Cancellation of the E-7 Wedgetail purchase:
- In June 2025, the USAF announced it would cancel the E-7 Wedgetail procurement in its 2026 budget. The Air Force is exploring alternative solutions because it considers traditional AEW&C aircraft too vulnerable.
- August 2025, NATO decides to reevaluate the E-7 Wedgetail purchase amidst the USAF cancellation and in November cancels the E-7 acquisition.
GlobalEye wins the second round for the new NAEW&CF programme:
- NATO is looking for an AEW&C aircraft as of November 2025, and the GlobalEye is one potential candidate.

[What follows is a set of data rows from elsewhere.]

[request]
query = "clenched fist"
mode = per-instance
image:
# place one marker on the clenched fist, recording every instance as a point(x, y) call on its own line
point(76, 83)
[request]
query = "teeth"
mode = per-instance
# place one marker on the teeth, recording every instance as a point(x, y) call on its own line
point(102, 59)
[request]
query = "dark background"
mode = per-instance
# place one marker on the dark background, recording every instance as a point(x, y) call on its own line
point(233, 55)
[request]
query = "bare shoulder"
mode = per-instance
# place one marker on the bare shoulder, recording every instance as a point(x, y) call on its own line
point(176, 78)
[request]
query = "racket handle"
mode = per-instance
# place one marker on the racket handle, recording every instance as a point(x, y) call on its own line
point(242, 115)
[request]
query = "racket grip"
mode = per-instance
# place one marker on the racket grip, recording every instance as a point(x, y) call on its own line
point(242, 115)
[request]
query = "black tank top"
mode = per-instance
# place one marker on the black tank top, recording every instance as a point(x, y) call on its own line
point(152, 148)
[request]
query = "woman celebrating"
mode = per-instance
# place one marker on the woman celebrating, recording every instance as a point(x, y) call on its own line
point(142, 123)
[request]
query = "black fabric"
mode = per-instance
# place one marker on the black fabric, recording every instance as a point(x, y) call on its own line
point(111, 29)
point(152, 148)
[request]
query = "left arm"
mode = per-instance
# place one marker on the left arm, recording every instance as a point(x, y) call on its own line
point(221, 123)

- In July 2026, at the NATO summit in Ankara, NATO selects the GlobalEye and announces opening negotiations with Saab for 10 aircraft. The 11 Allies of this coalition are Belgium, Canada, Denmark, Germany, Latvia, Lithuania, Luxembourg, the Netherlands, Norway, Romania, and Sweden.

===Failed bids===

- Finland
 In 2020, Saab was offering two GlobalEye aircraft in addition to 64 Gripen E/F as part of its bid for the Finnish HX Fighter Program. From 30 January to 6 February 2020 GlobalEye participated in HX Challenge flight evaluations, flying to Finland from Linköping in Sweden, with a Finnish Air Force delegation on board.
- South Korea
 Saab and KAI (Korea Aerospace Industries) signed a memorandum of understanding in October 2024 for industrial cooperation and transfer of technology regarding the AEW&C II programme for the South Korean Air Force. Saab offered a unique configuration of GlobalEye, known internally as WatchEye, fitted with an additional fore and aft X-band radar, to provide a full 360° field of regard. In September 2025, South Korea selected the Phoenix by L3Harris fitted with the EL/W-2085 radar by Elta.